Pietisten

“The Word of God”

Comments on Bishop Spong’s: The Sins of Scripture.

by Arthur W. Anderson

Ever since first grade, reading has been a big love in my life. Part of my passion comes from reading authors whose outlook I don’t really share. Bishop Spong, a liberal Episcopal churchman, has written articulate and provocative books that make one ponder one’s easy assumptions about many theological matters, including the Bible. He rightly points out that there are difficult passages scattered here and there in the Hebrew Scriptures and in the New Testament.

The condemnation of homosexuality is one of the most notorious passages. The invectives are bitter. For example, Leviticus 20:13, “If a man lies with a man as with a woman, both of them have committed an abomination: they shall be put to death; their blood be upon them.” At a New York City Gay Pride Parade, some time ago, a hate demonstrator carried a sign proclaiming: “God said ‘fags should die’ (Leviticus 20).” Chilling, isn’t it? Spong wonders how could God condemn sexual orientation? His special question asked of all Christians who love the Bible, “How can it be called the Word of God?” Many of us who are devoted to the Bible are upended by savage references like Leviticus 20 and ponder his question.

I agree that these invectives are terrible and I know how Bishop Spong feels about it.
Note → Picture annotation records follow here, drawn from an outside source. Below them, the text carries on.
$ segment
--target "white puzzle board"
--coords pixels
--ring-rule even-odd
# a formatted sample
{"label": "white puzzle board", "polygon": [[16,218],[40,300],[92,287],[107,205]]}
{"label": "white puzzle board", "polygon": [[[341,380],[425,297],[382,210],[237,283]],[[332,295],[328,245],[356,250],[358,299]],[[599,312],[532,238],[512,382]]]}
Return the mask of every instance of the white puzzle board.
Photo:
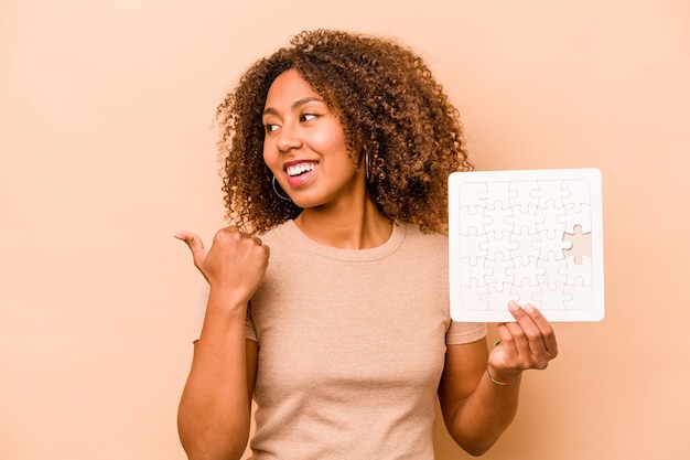
{"label": "white puzzle board", "polygon": [[601,321],[601,171],[452,173],[449,255],[455,321],[515,321],[510,300],[549,321]]}

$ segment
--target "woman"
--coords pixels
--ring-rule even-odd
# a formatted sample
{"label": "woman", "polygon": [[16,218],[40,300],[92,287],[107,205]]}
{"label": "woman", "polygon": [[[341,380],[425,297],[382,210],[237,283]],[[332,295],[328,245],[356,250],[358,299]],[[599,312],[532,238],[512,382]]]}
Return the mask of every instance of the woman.
{"label": "woman", "polygon": [[[436,395],[467,452],[513,420],[557,354],[530,306],[449,318],[446,179],[470,170],[455,108],[390,40],[311,31],[218,107],[228,218],[192,249],[207,302],[179,411],[190,459],[432,459]],[[270,249],[269,249],[270,247]],[[270,253],[270,257],[269,257]]]}

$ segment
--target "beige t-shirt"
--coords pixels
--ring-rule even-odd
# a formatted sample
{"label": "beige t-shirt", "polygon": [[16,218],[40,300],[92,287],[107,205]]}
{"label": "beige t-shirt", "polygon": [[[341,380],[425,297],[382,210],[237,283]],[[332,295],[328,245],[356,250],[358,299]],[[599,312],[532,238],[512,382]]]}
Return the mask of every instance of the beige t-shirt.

He cares passionately for all people and seeks to create a brotherhood of love among the angry, disillusioned, and hurting of the world. I respect his perspective and in many ways identify with him. But, for me, the Bible is the “Word of God.”

My ministry has been nourished in a small denomination where evangelism, worship, fellowship, and Bible Study are personal and loving. Our denomination has always been open to questions and valued freedom of inquiry. But you “dassn’t” go too far! The Bible is the center of our worship, preaching, discussion, personal behavior, and fellowship and it remains so even as I struggle openly with questions like these. However, I am moved more by images and stories than by issues. The Bible speaks to me in the stories of people in situations more than through moral propositions.

My mentor at North Park Seminary, Dean Eric Hawkinson, could take outrageous passages from the Bible, address them with fresh, creative vision, and let in new sunlight for living! His earthiness got to us as he wrestled with questions. At a Youth Conference, he told us about a Professor who fondled the Bible in his hands as though it were his life, which it was—the Word of God. Dean Hawkinson’s understanding of the Bible was dear to his life. Even so, the Bible is a very human book. Some passages of Scriptures are so embarrassing you would be ashamed to read them in public.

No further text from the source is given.